I call Afro Yaqui Collective the Sun Ra Orchestra of Pittsburgh. In many cases, the themes AYC’s performances are wrapped around are progressive and heartfelt.  This time the story line was the impact of climate change on human migration patterns.  I attended the second night, and it spilt over with beautiful dance choreography, performers of all hues, and the warmth of the New Hazlett.  As with MCG’s performance space, I can never figure out how the brick sidewalls sound so soft.  

If you go to an Afro Yaqui concert, the Pittsburgh world can feel much bigger.  So was it, too, at the August Wilson Center for the VIP opening night of Familiar Boundaries. Infinite Possibilities.  The reception was awesome, the guided tours enhanced the already amazing art on hand, and then there was Somi to close the evening.  Oh, my……
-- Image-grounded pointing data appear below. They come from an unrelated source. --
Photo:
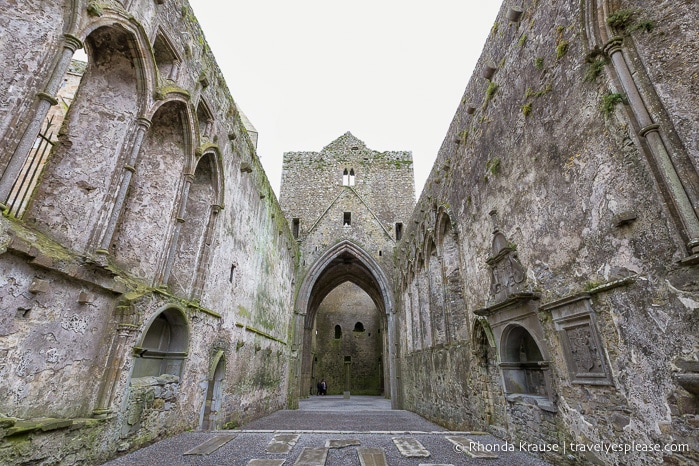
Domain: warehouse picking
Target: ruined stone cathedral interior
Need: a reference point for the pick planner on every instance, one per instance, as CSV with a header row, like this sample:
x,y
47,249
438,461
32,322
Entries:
x,y
543,286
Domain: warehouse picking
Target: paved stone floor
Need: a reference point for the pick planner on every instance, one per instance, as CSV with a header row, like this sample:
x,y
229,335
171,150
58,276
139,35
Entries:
x,y
332,431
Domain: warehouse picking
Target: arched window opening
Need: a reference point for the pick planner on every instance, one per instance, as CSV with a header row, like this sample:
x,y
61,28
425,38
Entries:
x,y
69,202
164,346
24,185
195,229
522,364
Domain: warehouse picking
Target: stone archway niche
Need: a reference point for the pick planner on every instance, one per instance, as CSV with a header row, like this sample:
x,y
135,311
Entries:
x,y
344,262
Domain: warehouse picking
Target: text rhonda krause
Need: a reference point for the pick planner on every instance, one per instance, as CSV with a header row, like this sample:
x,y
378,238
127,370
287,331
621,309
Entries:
x,y
624,448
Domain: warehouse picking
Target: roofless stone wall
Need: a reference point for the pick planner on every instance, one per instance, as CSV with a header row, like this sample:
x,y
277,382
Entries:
x,y
146,268
563,204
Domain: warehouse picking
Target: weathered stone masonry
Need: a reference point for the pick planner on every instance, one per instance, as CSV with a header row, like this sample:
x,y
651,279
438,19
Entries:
x,y
146,278
543,287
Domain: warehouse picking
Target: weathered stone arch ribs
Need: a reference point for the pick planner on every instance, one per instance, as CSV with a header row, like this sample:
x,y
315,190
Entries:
x,y
343,262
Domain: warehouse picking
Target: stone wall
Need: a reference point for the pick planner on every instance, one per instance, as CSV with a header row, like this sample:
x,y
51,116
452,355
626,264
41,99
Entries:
x,y
147,287
359,338
576,236
361,202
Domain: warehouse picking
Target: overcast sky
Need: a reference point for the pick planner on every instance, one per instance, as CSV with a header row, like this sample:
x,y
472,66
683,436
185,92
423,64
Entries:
x,y
306,71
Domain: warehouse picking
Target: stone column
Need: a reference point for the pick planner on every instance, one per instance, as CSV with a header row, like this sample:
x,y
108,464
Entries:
x,y
172,250
348,365
142,127
659,152
115,363
203,259
46,100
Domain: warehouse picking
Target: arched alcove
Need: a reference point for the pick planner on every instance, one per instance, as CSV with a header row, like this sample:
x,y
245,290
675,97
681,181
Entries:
x,y
78,176
522,363
201,197
166,58
152,197
164,345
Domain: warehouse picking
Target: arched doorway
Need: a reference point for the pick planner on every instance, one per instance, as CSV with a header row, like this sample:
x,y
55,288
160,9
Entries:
x,y
349,361
214,393
343,263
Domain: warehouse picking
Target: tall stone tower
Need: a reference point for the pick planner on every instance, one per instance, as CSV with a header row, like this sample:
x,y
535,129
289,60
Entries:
x,y
347,206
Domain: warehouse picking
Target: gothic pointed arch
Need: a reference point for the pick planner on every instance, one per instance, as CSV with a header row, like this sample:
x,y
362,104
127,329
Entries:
x,y
343,262
200,204
360,268
82,173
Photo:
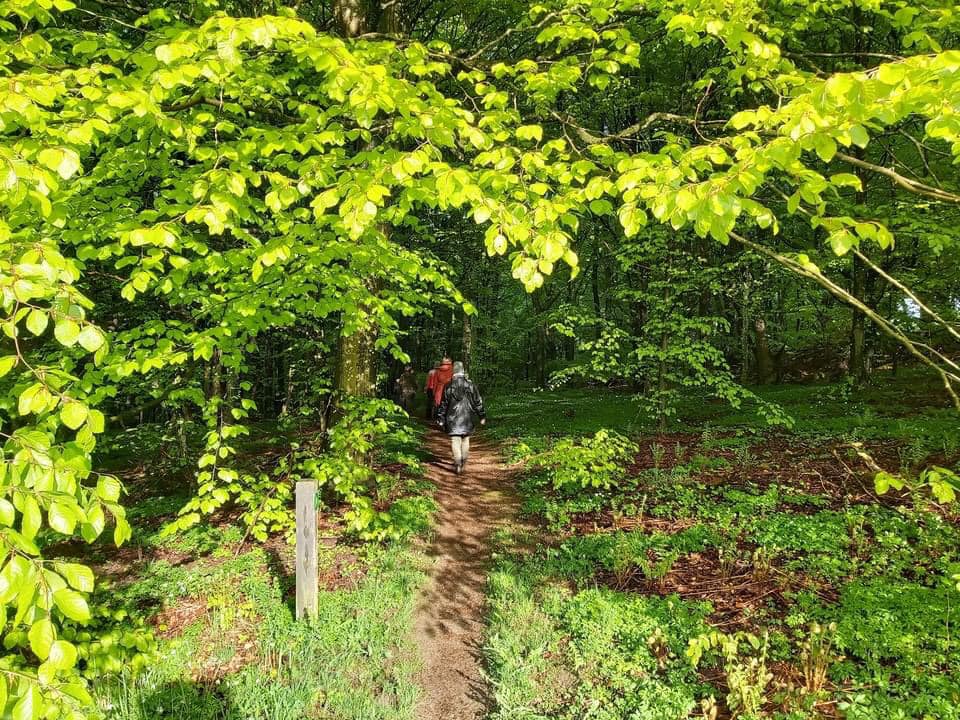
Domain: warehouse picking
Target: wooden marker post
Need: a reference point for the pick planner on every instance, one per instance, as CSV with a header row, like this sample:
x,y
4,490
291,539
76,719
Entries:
x,y
307,576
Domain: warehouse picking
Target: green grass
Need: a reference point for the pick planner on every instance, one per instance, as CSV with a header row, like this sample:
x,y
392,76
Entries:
x,y
353,662
584,620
Opening reception for Familiar Boundaries. Infinite Possibilities
Somi at AWC

When Janis Burley Wilson welcomed the attendees at the Buika performance a week later, she beamed about the increasing international flavor of AWC’s offerings.  Buika sang in Spanish all night and conversed bilingually with the audience.  What I will say, in a very positive way, is that AWC’s mission is clearly also to feature more women-focused performances.  As of this writing, Faith Hill came right on the heels of Somi and Buika.  

Next up: PumpkinFest 7, with a House of Soul reprise and an Elias Khouri serious repackaging.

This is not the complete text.